My family's first computer - not counting a hand-me-down XT that was impossibly out-of-date when we got it in 1992 or so - was a 66MHz 486-DX2, purchased in early 1995.

I can't quite explain why, but as a matter of pride it's still upsetting - decades later - to see someone weirdly bragging about an impossible computer that supposedly outran mine despite a three year handicap.

thereticent · 6 months ago

Is that really what "wow" means here? I took it more as "wow, I've been around forever / I must be old now" or something similarly tame.

bpoyner · 6 months ago

That definitely brought back memories. Around '92, being a poor college student I took out a loan from my credit union for about $2,000 to buy a 486 DX2-50. For you younger people, that's about $4,000+ in today's money for a pretty basic computer. I dual booted DOS and Linux on that bad boy.

antod · 6 months ago

A 486DX and a 487? I thought the 487 was only useful for the SX chips?

...looked it up, apparently the standard 487 was a full 486DX that disabled and replaced the original 486SX. Was this some sort of other unusually awesome coprocessor I hadn't heard of?

486sx33 · 6 months ago

Doubled throughput of certain calculations in certain tasks if motherboard supported it

Possibly something software like maple could take advantage of

cantrecallmypwd · 6 months ago

Doesn't make any sense, perhaps it's AI-generated nonsense. There was a DX4 100 but no such thing as a "DX3". The 486 included an FPU so there'd be no reason to have a "487" which was a complete replacement for the 486SX chips. There were Pentium Overdrives but those were CPU replacements on the 486DX.

The 486sx had a 16 bit external bus interface so it could work with 386 chipsets. The DX processors had a full 32 bit bus and correspondingly better throughput. The 486 never included an integrated FPU, you had to add a separate co-processor for that. I could go on about clock multipliers and base frequencies but I'll spare you.

ForOldHack · 6 months ago

"It outran several models of Pentium and didn't make math mistakes." Total bragging rights. Total. You owned them. Good job.

mmphosis · 6 months ago

On top of releasing often, Viti95 displayed outstanding git discipline where one commit does one thing and each release was tagged.

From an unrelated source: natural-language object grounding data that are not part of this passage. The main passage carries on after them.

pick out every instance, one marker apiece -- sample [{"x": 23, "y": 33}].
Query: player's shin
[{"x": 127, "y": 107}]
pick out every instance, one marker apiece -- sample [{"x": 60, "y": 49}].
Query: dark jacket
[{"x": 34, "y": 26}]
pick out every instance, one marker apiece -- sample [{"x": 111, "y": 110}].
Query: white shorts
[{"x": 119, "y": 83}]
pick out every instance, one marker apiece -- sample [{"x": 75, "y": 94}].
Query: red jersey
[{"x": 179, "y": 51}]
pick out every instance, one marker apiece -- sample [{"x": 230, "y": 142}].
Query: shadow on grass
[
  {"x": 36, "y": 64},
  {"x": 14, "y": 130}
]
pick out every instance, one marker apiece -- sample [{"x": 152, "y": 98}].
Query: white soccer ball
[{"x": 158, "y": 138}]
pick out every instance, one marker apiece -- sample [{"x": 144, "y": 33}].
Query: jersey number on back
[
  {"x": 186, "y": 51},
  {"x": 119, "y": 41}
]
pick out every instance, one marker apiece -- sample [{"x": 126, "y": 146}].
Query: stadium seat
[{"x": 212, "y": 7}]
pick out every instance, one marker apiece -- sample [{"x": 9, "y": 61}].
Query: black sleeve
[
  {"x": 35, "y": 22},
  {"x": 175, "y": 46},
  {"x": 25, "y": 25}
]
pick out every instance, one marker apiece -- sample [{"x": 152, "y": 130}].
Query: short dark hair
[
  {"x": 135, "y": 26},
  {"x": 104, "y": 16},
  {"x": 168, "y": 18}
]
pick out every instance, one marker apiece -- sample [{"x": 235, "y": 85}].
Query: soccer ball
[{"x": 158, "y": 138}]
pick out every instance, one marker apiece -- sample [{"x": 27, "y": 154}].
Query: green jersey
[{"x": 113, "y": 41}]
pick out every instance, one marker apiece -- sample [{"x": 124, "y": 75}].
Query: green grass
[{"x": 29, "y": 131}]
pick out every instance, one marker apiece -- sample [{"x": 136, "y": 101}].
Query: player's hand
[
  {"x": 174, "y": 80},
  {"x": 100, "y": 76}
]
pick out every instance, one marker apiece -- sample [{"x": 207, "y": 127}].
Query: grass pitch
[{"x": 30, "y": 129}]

https://fabiensanglard.net/fastdoom/#:~:text=one%20commit%20...

kingds · 6 months ago

> I was resigned to playing under Ibuprofen until I heard of fastDOOM

i don't get the ibuprofen reference ?

kencausey · 6 months ago

Guess: headache from low frame rate?

Indeed.

If the author reads this: John Carmack's last name was mistyped as "Carnmack" throughout the document.

Thank you for taking the time to report it. It has now been fixed.

mkl · 6 months ago

Another typo s/game/gave/: "Another reason John game me".

CamperBob2 · 6 months ago

Speaking of Carmack, can you (or someone) elaborate on this quote?

>DOOM cycles between three display pages. If only two were used, it would have to sync to the VBL to avoid possible display flicker.

How does triple buffering eliminate VBL waits, exactly? There was no VBL interrupt on a standard VGA, was there?